It has truly turned into a classy night. From cosmos to lemon drops, I make everything that night.  Most of them are made incorrectly, but that is the least of my problems.  After an hour or two I felt at ease while still clumsy, I learned that playing dumb worked in my favor.  Turning a blind eye to my mistakes I make and just try to make it look like I am having fun.  Aaron sees that I am having a stressful night, so being the big brother-type that he has to me, he hands me a cookie.  Starving and stressed out I took a bite of his magical cookie, not realizing that I will be reeling from it’s mystical powers sooner than predicted. 

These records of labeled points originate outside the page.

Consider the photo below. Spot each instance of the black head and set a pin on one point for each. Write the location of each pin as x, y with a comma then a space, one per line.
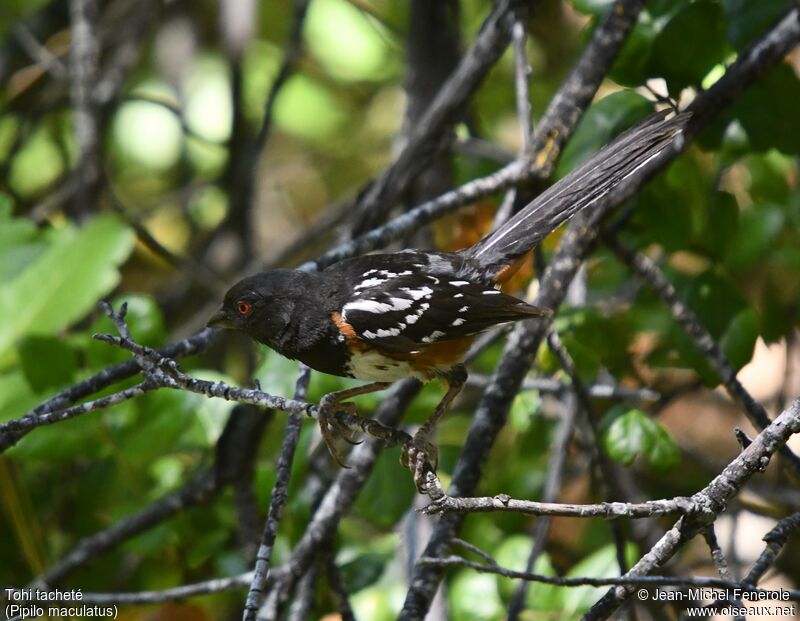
260, 305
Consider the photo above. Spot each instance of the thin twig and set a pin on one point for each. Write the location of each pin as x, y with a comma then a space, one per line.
626, 581
712, 501
279, 495
646, 269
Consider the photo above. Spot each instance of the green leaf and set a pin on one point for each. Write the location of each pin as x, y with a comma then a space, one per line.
47, 362
715, 301
664, 453
690, 45
524, 407
740, 338
474, 597
65, 281
592, 7
600, 564
718, 230
758, 227
625, 434
629, 433
513, 553
747, 20
766, 112
388, 492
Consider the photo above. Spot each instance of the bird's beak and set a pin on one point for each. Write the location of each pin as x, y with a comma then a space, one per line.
219, 320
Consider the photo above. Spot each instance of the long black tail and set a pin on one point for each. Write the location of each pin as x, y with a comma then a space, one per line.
581, 188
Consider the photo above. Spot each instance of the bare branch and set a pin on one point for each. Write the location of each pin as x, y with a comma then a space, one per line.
646, 269
279, 495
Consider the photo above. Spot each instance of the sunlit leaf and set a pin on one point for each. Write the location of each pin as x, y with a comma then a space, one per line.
65, 281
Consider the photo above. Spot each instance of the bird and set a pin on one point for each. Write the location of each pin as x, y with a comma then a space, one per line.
383, 317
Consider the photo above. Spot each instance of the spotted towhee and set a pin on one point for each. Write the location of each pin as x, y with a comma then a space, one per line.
383, 317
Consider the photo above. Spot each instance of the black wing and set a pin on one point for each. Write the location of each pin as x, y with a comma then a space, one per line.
406, 309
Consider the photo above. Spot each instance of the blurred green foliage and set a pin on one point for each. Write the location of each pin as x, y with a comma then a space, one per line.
724, 221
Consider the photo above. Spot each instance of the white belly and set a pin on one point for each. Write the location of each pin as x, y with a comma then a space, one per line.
371, 366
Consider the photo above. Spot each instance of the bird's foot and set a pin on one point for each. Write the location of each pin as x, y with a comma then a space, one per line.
329, 405
421, 457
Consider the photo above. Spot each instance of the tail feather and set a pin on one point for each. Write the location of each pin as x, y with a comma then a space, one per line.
581, 188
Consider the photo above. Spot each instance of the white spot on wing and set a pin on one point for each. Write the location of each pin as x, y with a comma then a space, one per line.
368, 306
400, 303
432, 336
370, 282
417, 294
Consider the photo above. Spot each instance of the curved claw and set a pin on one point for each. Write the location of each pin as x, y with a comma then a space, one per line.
421, 457
328, 406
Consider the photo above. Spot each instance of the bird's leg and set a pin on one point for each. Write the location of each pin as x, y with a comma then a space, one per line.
419, 454
332, 403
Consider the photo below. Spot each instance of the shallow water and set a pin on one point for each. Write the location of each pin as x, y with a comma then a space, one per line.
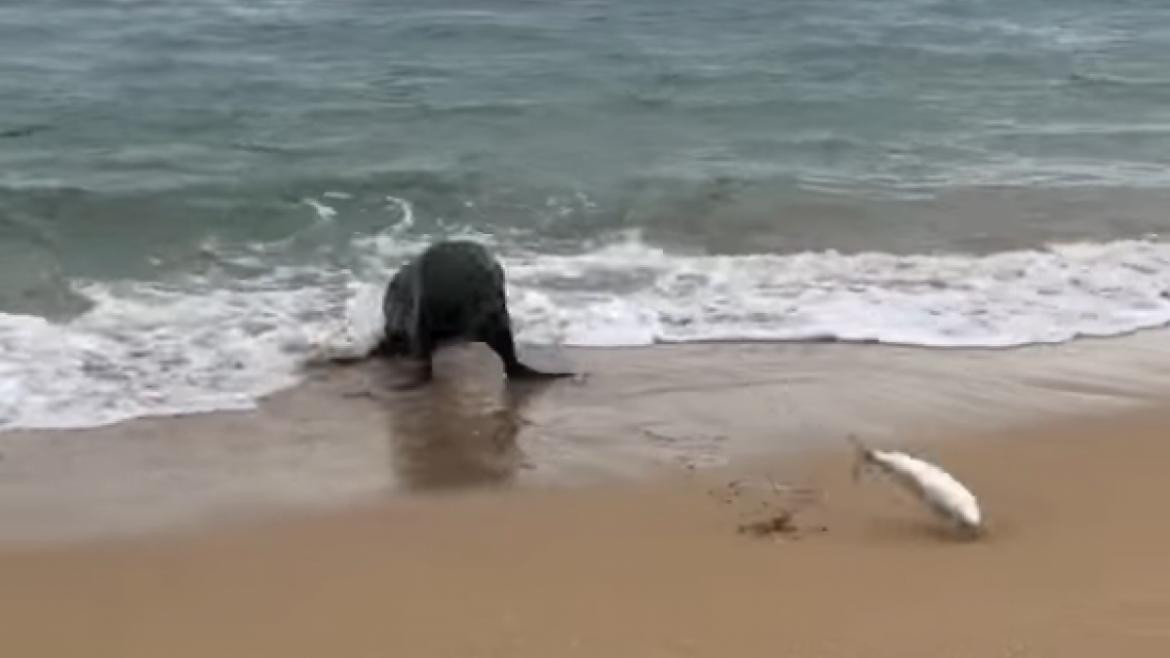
197, 196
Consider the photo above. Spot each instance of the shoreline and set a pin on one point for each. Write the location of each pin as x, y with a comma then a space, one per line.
345, 437
1071, 566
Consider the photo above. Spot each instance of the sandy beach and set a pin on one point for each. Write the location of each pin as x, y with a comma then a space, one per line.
467, 552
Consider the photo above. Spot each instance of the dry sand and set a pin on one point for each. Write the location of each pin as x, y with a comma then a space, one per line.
1073, 566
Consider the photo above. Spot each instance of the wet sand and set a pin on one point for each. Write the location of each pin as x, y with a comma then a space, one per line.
345, 436
1073, 566
462, 546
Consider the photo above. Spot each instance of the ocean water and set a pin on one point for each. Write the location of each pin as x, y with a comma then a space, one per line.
197, 196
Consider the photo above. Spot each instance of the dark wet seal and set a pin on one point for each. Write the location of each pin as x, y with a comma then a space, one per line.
22, 131
454, 292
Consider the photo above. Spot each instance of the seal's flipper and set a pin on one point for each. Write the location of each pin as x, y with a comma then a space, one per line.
497, 335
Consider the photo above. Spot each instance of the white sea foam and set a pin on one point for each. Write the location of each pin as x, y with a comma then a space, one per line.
193, 344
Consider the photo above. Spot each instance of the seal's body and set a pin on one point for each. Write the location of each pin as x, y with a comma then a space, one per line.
453, 292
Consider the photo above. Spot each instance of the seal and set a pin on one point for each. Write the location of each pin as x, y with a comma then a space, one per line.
453, 292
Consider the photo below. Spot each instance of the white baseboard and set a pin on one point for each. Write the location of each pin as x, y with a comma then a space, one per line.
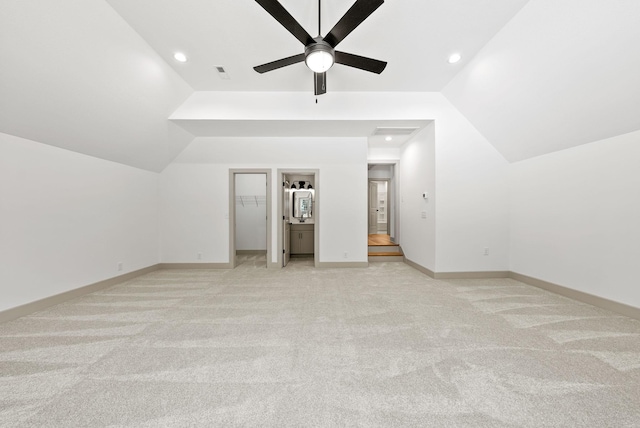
38, 305
581, 296
597, 301
342, 264
195, 266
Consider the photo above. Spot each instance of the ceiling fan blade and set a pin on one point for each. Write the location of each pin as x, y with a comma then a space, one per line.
320, 83
361, 62
281, 15
279, 63
360, 10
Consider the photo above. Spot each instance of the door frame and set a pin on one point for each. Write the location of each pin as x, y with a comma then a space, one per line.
232, 211
388, 215
316, 209
393, 191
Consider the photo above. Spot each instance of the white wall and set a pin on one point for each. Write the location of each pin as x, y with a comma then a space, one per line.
575, 218
251, 212
195, 189
472, 197
472, 189
417, 175
69, 219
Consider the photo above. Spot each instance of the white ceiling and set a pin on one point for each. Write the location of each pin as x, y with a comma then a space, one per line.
560, 74
98, 77
415, 36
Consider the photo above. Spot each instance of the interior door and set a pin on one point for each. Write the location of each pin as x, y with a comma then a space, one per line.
373, 207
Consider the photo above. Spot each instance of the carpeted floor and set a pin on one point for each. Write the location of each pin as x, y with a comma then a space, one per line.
380, 346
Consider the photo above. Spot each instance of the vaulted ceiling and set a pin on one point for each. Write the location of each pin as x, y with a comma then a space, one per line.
98, 76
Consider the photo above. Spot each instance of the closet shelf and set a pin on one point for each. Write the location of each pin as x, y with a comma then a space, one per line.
250, 200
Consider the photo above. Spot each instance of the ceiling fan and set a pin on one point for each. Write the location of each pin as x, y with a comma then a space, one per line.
319, 52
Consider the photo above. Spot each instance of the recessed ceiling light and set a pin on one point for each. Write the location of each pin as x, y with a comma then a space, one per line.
454, 58
180, 57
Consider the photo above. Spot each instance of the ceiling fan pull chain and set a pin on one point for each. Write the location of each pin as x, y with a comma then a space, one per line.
319, 15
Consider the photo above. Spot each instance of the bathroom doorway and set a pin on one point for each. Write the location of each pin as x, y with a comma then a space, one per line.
298, 214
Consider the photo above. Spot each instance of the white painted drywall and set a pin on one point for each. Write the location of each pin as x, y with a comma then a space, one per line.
471, 181
195, 194
251, 212
559, 74
418, 175
75, 75
68, 219
575, 218
472, 197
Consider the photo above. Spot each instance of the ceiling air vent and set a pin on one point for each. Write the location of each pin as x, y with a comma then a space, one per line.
222, 72
393, 131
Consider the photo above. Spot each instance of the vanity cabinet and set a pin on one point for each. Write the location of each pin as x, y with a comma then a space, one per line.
302, 239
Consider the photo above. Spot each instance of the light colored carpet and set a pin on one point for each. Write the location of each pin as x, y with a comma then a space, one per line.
378, 346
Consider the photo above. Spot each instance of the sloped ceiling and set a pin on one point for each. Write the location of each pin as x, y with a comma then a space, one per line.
75, 75
415, 36
559, 74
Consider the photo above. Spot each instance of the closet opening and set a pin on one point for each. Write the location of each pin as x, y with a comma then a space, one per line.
249, 213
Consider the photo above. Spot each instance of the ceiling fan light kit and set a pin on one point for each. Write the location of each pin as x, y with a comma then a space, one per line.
319, 53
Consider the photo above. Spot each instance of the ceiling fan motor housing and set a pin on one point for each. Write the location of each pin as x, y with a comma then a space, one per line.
319, 56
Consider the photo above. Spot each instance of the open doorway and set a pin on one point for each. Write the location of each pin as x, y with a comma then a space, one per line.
298, 209
379, 219
382, 203
249, 213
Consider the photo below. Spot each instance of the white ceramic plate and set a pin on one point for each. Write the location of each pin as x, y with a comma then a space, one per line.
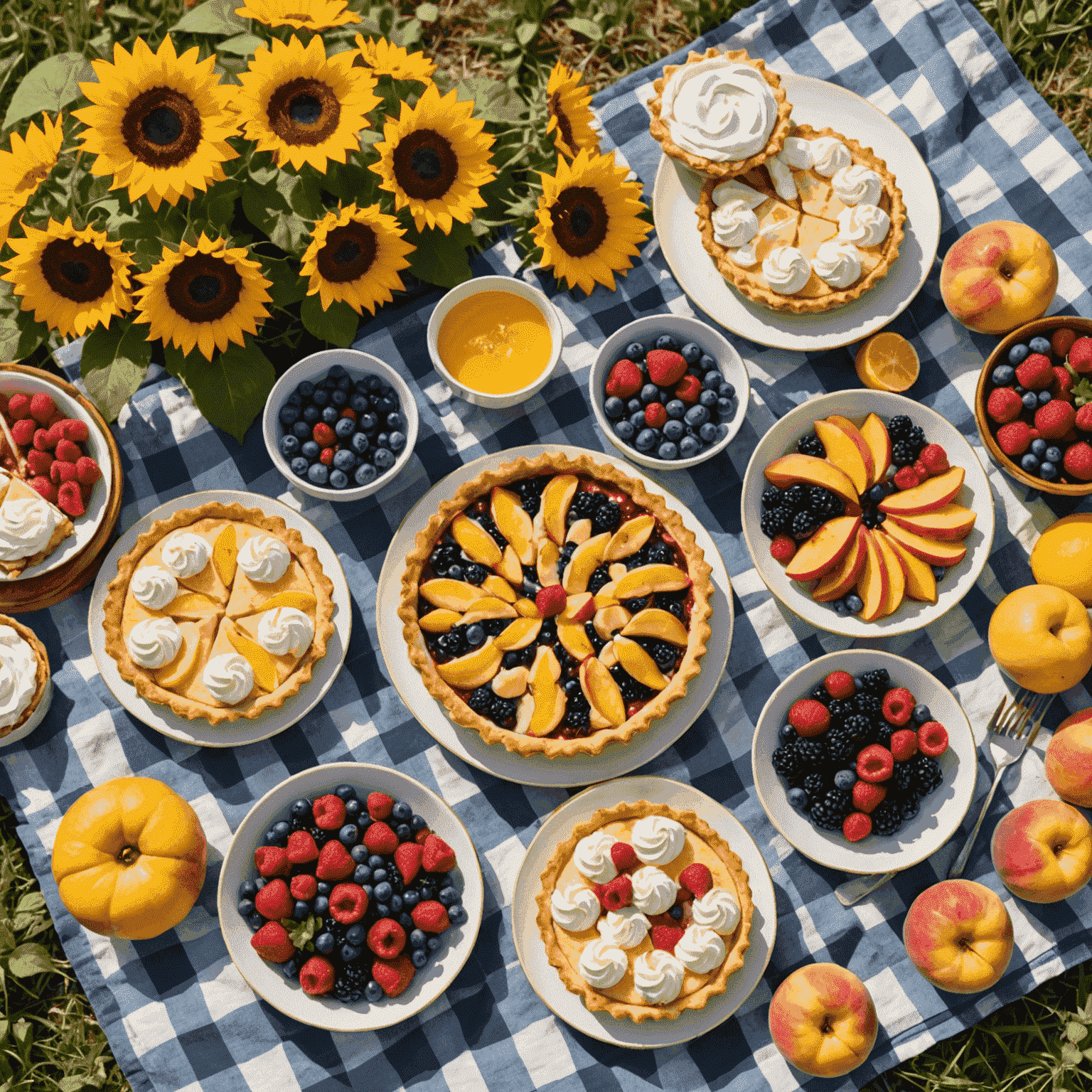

Next predicament of the night to get through…  Now that I have made it through a night of drink slinggin’, I need to count my tip money.  I have piles of wet one-dollar bills, quarters and stuff to organize and then get someone else’s register counted and balanced.  I am too messed up by this point. It’s too late to save me.  I am trying to keep my magical cookie experience under wraps and focus on the job at hand.  I am counting this money now for the fifth time and still things aren’t balancing out.  Come to think of it, I have been counting this bundle of fives for the past what seem like forty-five minutes but are actually less than two.  Instead of counting my twenties I just start to stare at one twenty-dollar bill and forget where it came from.  Now Aaron looks over at me to see what’s taking me so long.  He looks like he has seen a ghost.  I look at him, his lips that are covered in lip-gloss and think to myself about how thirsty I am and how much I need chap-stick.  Dry mouth is kicking in.

Aaron quickly whispers, “that cookie has hit you hard girl…  You should go.” 

Aaron out of all people says that.  If that’s the case, then I must be messed up.  The night ends with me hopping into a cab, red-eyed, with a hagen-daz vanilla ice cream bar in one hand (half eaten before I get in) and cab fare in the other.  I ask Aaron the next day what happened, if he counted my stuff for me.

Aaron says, “gurl, I counted your stuff and it was fine.  After that I went to the gym and was there for ten hours! I met this daddy that was fuzzy and fine!”
I assume if Aaron is okay with the way the night went, so am I.